When the outbreak first began there were reports of medical personnel dying from the disease, including prominent physicians. The Canadian press is reporting that SARS, after claiming its 14th victim in Canada, has infected medical staff despite the protection of gloves, gowns, masks and eye shields. (See Canada.com) It appears that the virus has the ability to spread by way of objects, not merely persons. This means that maximal medical precautions may not offer complete protection to those working with infected persons. The CDC has told Canadian officials that the SARS virus can remain viable on surfaces for up to 24 hours. Due to the virus's apparent movement through the Hong Kong sewer system, Chinese authorities are worried that cockroaches can transmit the disease. Undoubtedly, this is a virus that continues to surprise the experts. Despite similarity to the coronavirus family, SARS is absolutely novel. Instead of affecting the young and old in disproportionate numbers as most flu viruses, it strikes young adults with uncharacteristic frequency. Autopsies show that the virus can cause the lungs to hemorrhage, as happens in cases of hemorrhagic fever (e.g., in cases of Ebola).

A Times of India article dated 12 April offers a chilling though paranoid addendum to the story: "A top Russian medical expert says SARS could be Chinese bio-weapon." Professor Sergei Kolesnikov, a member of the Russian Medical Sciences Academy, has stated that SARS is a hybrid of two viruses - mumps and measles - that can only be produced in a laboratory. According to the Times of India, Kolesnikov told a conference in Irkutsk, Siberia, that China's silence about the outbreak is a tip-off. He added that the speed of transmission, the unprecedented infectious qualities of the virus and its severe toxicity lead to the inference that SARS may have spread from a Chinese military research facility. If you want to find a cure, suggested Kolesnikov, "look at where it originated." (See also Express India)

Russia is the motherland of paranoid thinking. It is a rule of thumb that every thief is fearful of having his goods stolen. A technocratic elite that itself is engaged in dirty business - i.e., in the development of biological weapons - is bound to assume that other governments are doing exactly the same. An AFP story out of Moscow, dated April 11 (see AP/Yahoo) presents the headline, "Deadly pneumonia could be a biological weapon." Moscow's chief of epidemiological services, Nikolai Filatov, also thinks SARS is man-made.
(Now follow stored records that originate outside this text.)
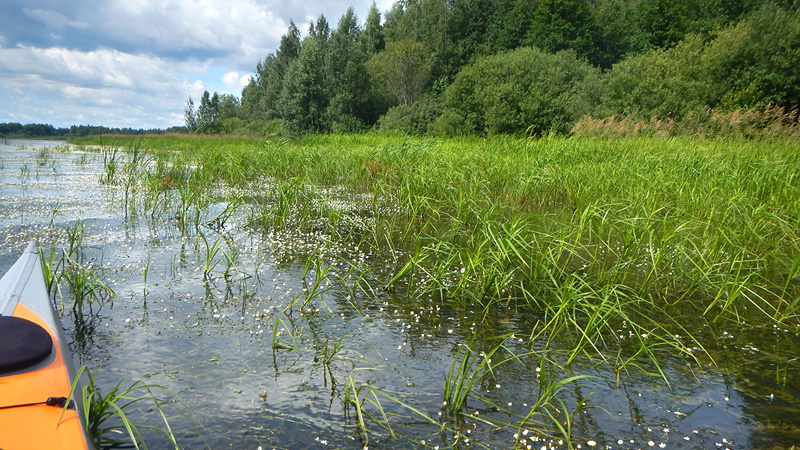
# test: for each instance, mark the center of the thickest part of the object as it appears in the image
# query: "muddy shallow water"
(210, 339)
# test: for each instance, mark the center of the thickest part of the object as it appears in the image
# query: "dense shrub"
(414, 118)
(525, 90)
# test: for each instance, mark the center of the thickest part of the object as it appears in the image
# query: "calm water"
(211, 341)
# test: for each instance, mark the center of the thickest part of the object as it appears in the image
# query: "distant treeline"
(40, 130)
(452, 67)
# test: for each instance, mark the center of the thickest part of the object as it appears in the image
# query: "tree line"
(40, 130)
(455, 67)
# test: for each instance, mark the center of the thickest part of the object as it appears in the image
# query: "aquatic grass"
(613, 254)
(111, 163)
(211, 253)
(105, 415)
(85, 286)
(278, 344)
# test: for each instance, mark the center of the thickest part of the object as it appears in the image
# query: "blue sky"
(134, 63)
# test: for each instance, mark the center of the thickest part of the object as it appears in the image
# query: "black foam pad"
(22, 344)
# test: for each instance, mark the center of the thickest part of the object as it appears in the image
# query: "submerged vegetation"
(620, 255)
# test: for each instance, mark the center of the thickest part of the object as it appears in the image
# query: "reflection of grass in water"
(615, 246)
(106, 415)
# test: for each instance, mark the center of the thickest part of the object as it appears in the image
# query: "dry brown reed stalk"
(771, 122)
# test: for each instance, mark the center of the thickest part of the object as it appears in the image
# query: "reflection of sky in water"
(211, 341)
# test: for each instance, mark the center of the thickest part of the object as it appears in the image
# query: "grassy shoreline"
(616, 251)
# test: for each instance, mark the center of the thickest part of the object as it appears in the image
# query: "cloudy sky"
(134, 63)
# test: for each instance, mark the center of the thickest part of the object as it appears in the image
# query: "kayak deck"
(27, 421)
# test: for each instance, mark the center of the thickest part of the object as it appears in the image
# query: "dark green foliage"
(668, 60)
(303, 97)
(404, 68)
(372, 39)
(261, 98)
(524, 90)
(662, 83)
(415, 118)
(748, 65)
(565, 24)
(755, 63)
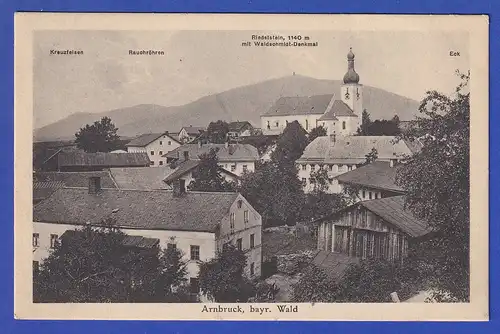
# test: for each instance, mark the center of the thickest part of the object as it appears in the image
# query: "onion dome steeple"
(351, 77)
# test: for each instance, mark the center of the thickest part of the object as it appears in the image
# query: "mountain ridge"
(236, 104)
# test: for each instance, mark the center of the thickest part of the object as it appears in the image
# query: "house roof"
(234, 152)
(392, 209)
(182, 169)
(42, 190)
(147, 138)
(127, 241)
(333, 264)
(75, 179)
(237, 126)
(353, 149)
(141, 178)
(337, 109)
(378, 175)
(187, 166)
(300, 105)
(136, 209)
(193, 130)
(102, 159)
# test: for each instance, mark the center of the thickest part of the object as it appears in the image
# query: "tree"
(98, 137)
(436, 181)
(93, 265)
(290, 145)
(217, 132)
(222, 279)
(275, 192)
(208, 177)
(316, 132)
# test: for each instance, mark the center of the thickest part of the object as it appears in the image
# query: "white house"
(197, 223)
(234, 158)
(155, 145)
(190, 133)
(341, 154)
(340, 116)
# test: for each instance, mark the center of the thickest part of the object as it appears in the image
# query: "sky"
(200, 63)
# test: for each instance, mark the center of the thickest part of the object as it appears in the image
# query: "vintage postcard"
(251, 167)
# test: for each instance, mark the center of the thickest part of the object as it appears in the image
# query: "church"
(342, 117)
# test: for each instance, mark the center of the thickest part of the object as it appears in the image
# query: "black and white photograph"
(252, 172)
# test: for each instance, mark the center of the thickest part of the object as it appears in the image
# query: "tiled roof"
(234, 152)
(392, 209)
(337, 109)
(182, 169)
(147, 138)
(194, 130)
(353, 148)
(237, 126)
(42, 190)
(334, 264)
(76, 179)
(127, 241)
(141, 178)
(378, 175)
(101, 159)
(136, 209)
(300, 105)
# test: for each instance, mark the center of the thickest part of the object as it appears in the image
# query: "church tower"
(351, 91)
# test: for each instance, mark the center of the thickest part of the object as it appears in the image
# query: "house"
(187, 171)
(341, 116)
(199, 224)
(155, 145)
(189, 133)
(85, 162)
(341, 154)
(372, 181)
(239, 129)
(380, 228)
(234, 158)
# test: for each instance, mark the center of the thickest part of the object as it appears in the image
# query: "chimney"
(333, 138)
(179, 187)
(94, 184)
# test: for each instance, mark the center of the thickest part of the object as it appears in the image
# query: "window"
(36, 236)
(231, 222)
(195, 252)
(53, 240)
(194, 285)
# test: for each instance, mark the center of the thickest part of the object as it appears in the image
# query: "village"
(302, 207)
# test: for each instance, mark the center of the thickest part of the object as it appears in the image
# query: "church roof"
(300, 105)
(338, 109)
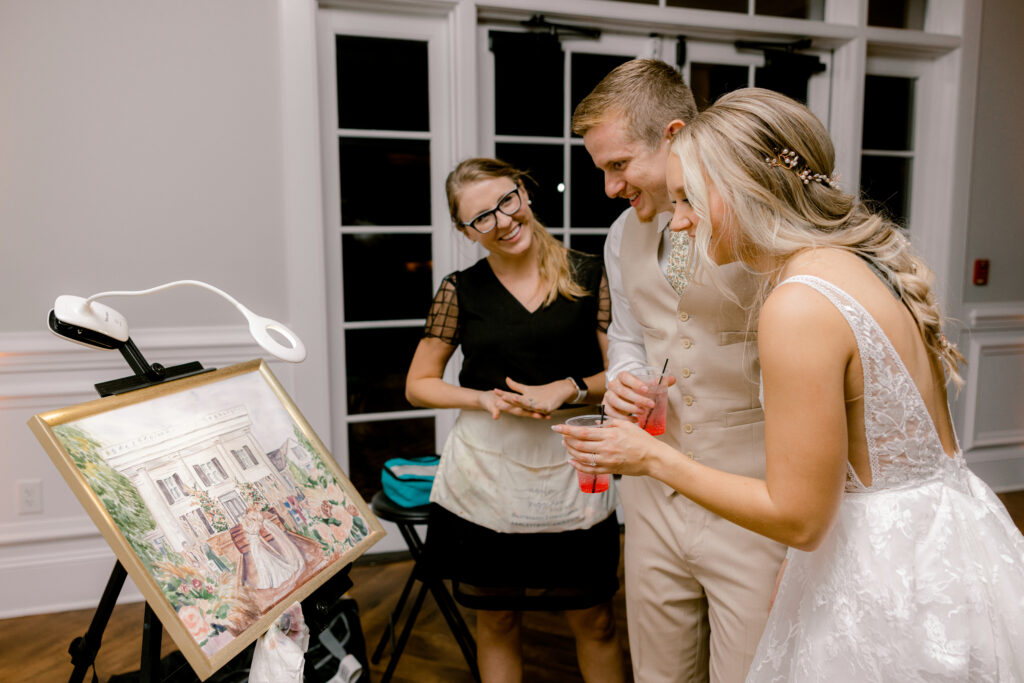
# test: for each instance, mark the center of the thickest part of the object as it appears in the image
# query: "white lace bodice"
(903, 444)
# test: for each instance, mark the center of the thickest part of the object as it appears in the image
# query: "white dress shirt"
(626, 350)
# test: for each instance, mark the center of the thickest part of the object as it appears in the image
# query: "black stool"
(406, 519)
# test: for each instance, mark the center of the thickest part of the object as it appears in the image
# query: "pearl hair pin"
(788, 159)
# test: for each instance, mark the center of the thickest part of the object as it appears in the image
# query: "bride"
(903, 565)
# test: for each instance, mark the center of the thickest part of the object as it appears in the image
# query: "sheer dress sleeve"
(603, 304)
(442, 321)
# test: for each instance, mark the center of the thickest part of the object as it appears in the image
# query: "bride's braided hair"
(743, 145)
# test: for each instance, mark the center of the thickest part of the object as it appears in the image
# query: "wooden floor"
(34, 649)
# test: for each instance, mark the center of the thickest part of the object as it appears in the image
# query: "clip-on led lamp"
(91, 324)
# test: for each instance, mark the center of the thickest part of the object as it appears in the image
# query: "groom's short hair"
(646, 93)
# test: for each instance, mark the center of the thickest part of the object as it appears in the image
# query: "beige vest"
(714, 416)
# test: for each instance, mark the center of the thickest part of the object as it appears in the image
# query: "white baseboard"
(54, 580)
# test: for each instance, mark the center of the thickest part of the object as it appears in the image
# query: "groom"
(697, 587)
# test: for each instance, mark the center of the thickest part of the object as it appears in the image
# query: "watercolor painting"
(218, 499)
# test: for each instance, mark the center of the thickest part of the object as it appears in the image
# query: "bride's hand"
(619, 447)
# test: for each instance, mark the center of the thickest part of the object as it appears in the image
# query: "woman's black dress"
(500, 338)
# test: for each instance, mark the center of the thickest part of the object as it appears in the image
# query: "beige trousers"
(697, 587)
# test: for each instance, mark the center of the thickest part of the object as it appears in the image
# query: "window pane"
(888, 113)
(371, 443)
(799, 9)
(544, 163)
(887, 180)
(897, 13)
(377, 361)
(590, 206)
(787, 76)
(386, 276)
(384, 181)
(709, 82)
(587, 71)
(528, 87)
(718, 5)
(382, 83)
(592, 244)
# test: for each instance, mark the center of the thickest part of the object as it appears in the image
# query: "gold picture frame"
(217, 497)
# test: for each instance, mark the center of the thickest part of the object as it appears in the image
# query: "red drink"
(593, 483)
(653, 421)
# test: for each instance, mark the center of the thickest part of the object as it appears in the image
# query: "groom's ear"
(674, 127)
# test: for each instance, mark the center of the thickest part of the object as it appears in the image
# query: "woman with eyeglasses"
(510, 524)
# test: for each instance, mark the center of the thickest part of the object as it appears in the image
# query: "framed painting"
(218, 499)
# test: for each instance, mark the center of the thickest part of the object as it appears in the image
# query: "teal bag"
(408, 480)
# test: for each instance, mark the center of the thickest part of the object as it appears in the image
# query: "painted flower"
(192, 617)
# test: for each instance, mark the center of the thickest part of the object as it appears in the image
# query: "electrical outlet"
(30, 497)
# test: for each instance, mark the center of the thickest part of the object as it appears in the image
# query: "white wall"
(142, 142)
(991, 408)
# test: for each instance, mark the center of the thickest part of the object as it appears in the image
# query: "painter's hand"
(537, 400)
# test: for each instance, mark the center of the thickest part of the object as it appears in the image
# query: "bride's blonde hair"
(772, 162)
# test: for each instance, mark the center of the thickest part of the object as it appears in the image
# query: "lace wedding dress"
(922, 577)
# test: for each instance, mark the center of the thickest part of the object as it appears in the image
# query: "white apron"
(512, 475)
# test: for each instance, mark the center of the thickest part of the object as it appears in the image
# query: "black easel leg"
(83, 649)
(153, 631)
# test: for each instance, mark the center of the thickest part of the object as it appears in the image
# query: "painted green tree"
(114, 489)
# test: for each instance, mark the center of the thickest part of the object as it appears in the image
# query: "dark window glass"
(377, 361)
(371, 443)
(787, 79)
(709, 82)
(384, 181)
(592, 244)
(382, 83)
(897, 13)
(588, 70)
(544, 163)
(386, 276)
(799, 9)
(888, 113)
(887, 181)
(590, 207)
(718, 5)
(528, 84)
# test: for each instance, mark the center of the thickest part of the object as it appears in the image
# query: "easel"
(318, 608)
(83, 649)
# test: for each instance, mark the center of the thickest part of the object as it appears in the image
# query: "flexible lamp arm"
(96, 316)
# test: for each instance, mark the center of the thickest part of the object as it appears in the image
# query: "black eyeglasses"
(486, 221)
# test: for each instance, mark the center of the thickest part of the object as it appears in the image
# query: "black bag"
(341, 644)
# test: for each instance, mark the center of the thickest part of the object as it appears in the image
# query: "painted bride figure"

According to Chinese researchers the virus mutates rapidly so that the development of a vaccine will not be easy. (See Financial Times) It has also been reported that communist officials in Beijing have attempted to prevent Chinese medical researchers from publishing their findings about SARS to the world. One Chinese research institute went ahead and posted its findings without official permission.

It is hard to say how this virus will affect China. Asia is deeply concerned. North America is yet to see this level of concern, though Canadian hospitals seem unable to contain the virus as yet.